According to the study "The proximal origin of Sars-Cov-2" published in Nature Medicine, in fact, the coronavirus linked to the Covid-19 pandemic is none other than the product of natural evolution.

No evidence has ever been found to support the idea that the virus originated in a laboratory. Indeed, it is well known by now that those of coronaviruses are a family of viruses that can cause diseases that vary greatly in severity and resistance. The first known disease caused by a coronavirus was linked to the 2003 outbreak of severe acute respiratory syndrome (SARS) in China, while a second outbreak of severe disease began in 2012 in Saudi Arabia with Middle East respiratory syndrome (MERS) .

Now, shortly after this pandemic began, Chinese scientists have sequenced the SARS-CoV-2 genome and made the data available to researchers around the world. Since then, geneticists have kept an eye on the pathogen through the open Next Strain project and there is no evidence to suggest unnatural evolution.

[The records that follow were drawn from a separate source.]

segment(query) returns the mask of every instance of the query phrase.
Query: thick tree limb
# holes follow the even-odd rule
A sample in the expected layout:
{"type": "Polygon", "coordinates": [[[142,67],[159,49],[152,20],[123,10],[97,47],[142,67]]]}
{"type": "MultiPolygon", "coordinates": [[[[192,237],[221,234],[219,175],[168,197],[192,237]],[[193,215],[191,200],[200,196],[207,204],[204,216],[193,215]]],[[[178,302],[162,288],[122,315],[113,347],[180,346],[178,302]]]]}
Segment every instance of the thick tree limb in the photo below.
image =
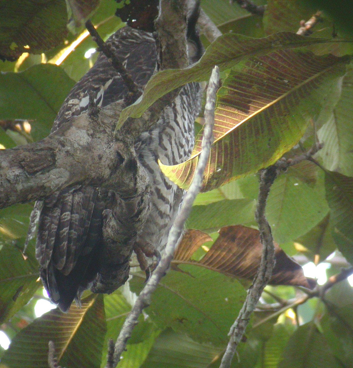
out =
{"type": "Polygon", "coordinates": [[[175,250],[181,239],[184,224],[189,216],[195,198],[201,189],[203,172],[208,161],[211,145],[213,141],[216,94],[218,88],[219,80],[218,68],[215,67],[210,79],[207,90],[202,149],[194,178],[183,201],[180,211],[170,230],[163,257],[151,278],[140,293],[122,328],[115,345],[113,367],[116,366],[120,360],[120,355],[126,347],[127,340],[131,336],[132,330],[137,323],[139,316],[143,309],[149,305],[152,293],[156,289],[161,279],[165,275],[170,266],[175,250]]]}

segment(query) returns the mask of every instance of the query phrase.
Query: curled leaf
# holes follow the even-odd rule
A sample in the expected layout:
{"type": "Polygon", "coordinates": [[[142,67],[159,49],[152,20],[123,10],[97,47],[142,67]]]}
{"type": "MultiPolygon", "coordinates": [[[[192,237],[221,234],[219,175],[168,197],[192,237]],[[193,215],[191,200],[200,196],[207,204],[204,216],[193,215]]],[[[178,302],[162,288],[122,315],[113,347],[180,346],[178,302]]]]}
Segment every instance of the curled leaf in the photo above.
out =
{"type": "MultiPolygon", "coordinates": [[[[262,245],[258,230],[242,225],[225,226],[219,230],[219,236],[210,250],[199,261],[189,260],[193,243],[199,244],[205,234],[189,230],[178,247],[174,262],[188,263],[216,271],[228,276],[252,280],[260,265],[262,245]]],[[[298,263],[289,257],[275,243],[276,265],[270,284],[301,286],[312,289],[316,282],[305,277],[298,263]]]]}

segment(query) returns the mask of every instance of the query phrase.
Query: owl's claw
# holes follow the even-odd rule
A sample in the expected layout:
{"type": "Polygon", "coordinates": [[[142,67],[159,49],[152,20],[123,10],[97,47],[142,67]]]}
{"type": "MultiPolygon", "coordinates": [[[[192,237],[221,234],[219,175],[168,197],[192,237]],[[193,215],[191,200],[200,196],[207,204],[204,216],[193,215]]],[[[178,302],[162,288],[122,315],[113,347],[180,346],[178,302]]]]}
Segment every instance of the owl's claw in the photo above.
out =
{"type": "Polygon", "coordinates": [[[140,245],[136,245],[134,247],[134,250],[136,253],[140,268],[142,271],[144,271],[146,274],[146,279],[145,282],[149,280],[152,273],[155,269],[156,267],[159,264],[161,261],[161,254],[154,248],[151,245],[146,245],[142,246],[140,245]],[[156,258],[156,262],[154,267],[149,266],[146,257],[148,258],[156,258]]]}

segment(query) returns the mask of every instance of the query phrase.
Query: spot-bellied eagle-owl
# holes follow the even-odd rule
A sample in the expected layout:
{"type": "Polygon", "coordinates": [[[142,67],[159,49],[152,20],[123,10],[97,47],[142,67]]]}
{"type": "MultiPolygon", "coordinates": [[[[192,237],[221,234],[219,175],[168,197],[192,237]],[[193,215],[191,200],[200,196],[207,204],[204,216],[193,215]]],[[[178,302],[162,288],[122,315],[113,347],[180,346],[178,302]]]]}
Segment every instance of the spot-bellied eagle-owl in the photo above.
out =
{"type": "MultiPolygon", "coordinates": [[[[197,61],[202,52],[195,23],[189,22],[188,25],[191,63],[197,61]]],[[[126,26],[111,36],[107,43],[135,83],[143,88],[157,67],[156,40],[153,34],[126,26]]],[[[88,110],[89,92],[95,104],[103,107],[123,98],[128,92],[119,74],[101,54],[70,91],[52,131],[88,110]]],[[[185,86],[163,110],[155,125],[135,142],[137,156],[148,176],[151,201],[150,212],[133,247],[135,251],[140,245],[143,249],[147,246],[158,251],[165,246],[184,191],[164,176],[157,162],[160,159],[165,164],[172,165],[189,158],[193,146],[193,124],[200,109],[200,95],[199,84],[185,86]]],[[[76,185],[36,204],[31,222],[32,225],[39,217],[36,256],[40,265],[41,277],[50,300],[64,311],[69,309],[74,299],[79,303],[80,295],[86,289],[101,292],[95,285],[101,270],[104,211],[109,197],[109,194],[104,192],[102,188],[76,185]]],[[[112,269],[120,275],[115,289],[128,277],[132,251],[118,264],[112,265],[112,269]]]]}

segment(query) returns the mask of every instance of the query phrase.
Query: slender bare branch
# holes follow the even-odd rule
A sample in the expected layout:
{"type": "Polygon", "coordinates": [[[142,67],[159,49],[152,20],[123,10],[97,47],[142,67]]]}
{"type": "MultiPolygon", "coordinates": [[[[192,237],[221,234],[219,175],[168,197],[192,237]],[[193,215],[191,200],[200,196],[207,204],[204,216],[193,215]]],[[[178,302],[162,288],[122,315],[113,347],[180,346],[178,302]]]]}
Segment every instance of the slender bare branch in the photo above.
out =
{"type": "MultiPolygon", "coordinates": [[[[99,51],[101,51],[108,60],[110,60],[112,65],[115,68],[116,71],[120,74],[122,78],[125,85],[126,86],[131,94],[131,102],[130,103],[136,101],[142,94],[142,92],[139,89],[137,85],[133,80],[131,76],[126,71],[124,66],[121,62],[118,59],[115,54],[112,50],[108,44],[105,42],[99,36],[99,33],[97,32],[92,24],[92,22],[88,20],[85,23],[86,28],[90,32],[92,38],[95,42],[98,45],[99,51]]],[[[130,103],[128,103],[128,105],[130,103]]]]}
{"type": "Polygon", "coordinates": [[[55,346],[54,342],[50,340],[48,344],[48,365],[49,368],[62,368],[57,363],[57,358],[55,355],[55,346]]]}
{"type": "Polygon", "coordinates": [[[219,80],[218,68],[215,67],[210,79],[207,90],[202,149],[192,182],[185,195],[180,211],[169,231],[167,246],[162,259],[140,293],[120,332],[115,345],[113,367],[116,366],[120,360],[120,355],[126,347],[127,340],[131,336],[134,327],[137,323],[139,316],[143,309],[149,305],[152,293],[157,288],[160,280],[165,275],[170,266],[175,250],[181,237],[184,224],[190,213],[195,198],[201,189],[203,172],[208,161],[211,145],[213,141],[216,94],[218,88],[219,80]]]}
{"type": "Polygon", "coordinates": [[[307,22],[302,20],[300,21],[300,27],[297,32],[297,35],[302,36],[309,36],[312,33],[313,27],[321,20],[321,12],[315,13],[307,22]]]}
{"type": "Polygon", "coordinates": [[[222,35],[222,32],[202,9],[200,11],[198,24],[201,33],[205,35],[209,42],[213,42],[222,35]]]}

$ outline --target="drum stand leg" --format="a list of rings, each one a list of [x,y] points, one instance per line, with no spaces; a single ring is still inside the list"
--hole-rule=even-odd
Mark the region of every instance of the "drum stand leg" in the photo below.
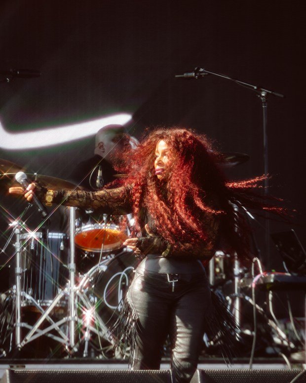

In short, no one has found evidence of manipulation.

"By comparing the available genome sequence data for known coronavirus strains, we can confidently establish that SARS-CoV-2 originated through natural processes," Kristian Andersen, PhD, associate professor of immunology and microbiology, told ZME Science. at Scripps Research and author of the research.

Andersen and colleagues analyzed the genetic model of the virus, looking at the proteins in the spikes - the external "armor" that the virus uses to hook and penetrate the outer walls of human and animal cells. Specifically, they focused on two characteristics of the spike protein: the receptor-binding domain (RBD), a kind of hook that clings to host cells, and the cleavage site, a sort of molecular can opener that allows the virus to open the host cells and penetrate them.

The scientists found that "the RBD portion of the Ars-Cov-2 protein spike had evolved to effectively target a molecular feature outside human cells called ACE2, a receptor involved in blood pressure regulation." In fact, the Sars-Cov-2 spike protein is so effective at binding to human cells that scientists have concluded that "it is the result of natural selection and not the product of genetic engineering."

Evidence of natural evolution was confirmed by data on the overall molecular structure of Sars-Cov-2. According to the scientists, "if someone had tried to engineer a new coronavirus as a pathogen, they would have built it from the backbone of a virus known to cause disease."

But in reality the backbone of Sars-Cov-2 differed from that of already known coronaviruses and mostly resembled "related viruses found in bats and pangolins". Andersen adds: "These two characteristics of the virus, mutations in the RBD portion of the spike protein and its distinct supporting structure, rule out laboratory manipulation as a potential source for Sars-Cov-2."

The overall structure of the virus ultimately suggests that it evolved naturally and hopefully, the scientists conclude, this will put an end to speculation about the virus's origin.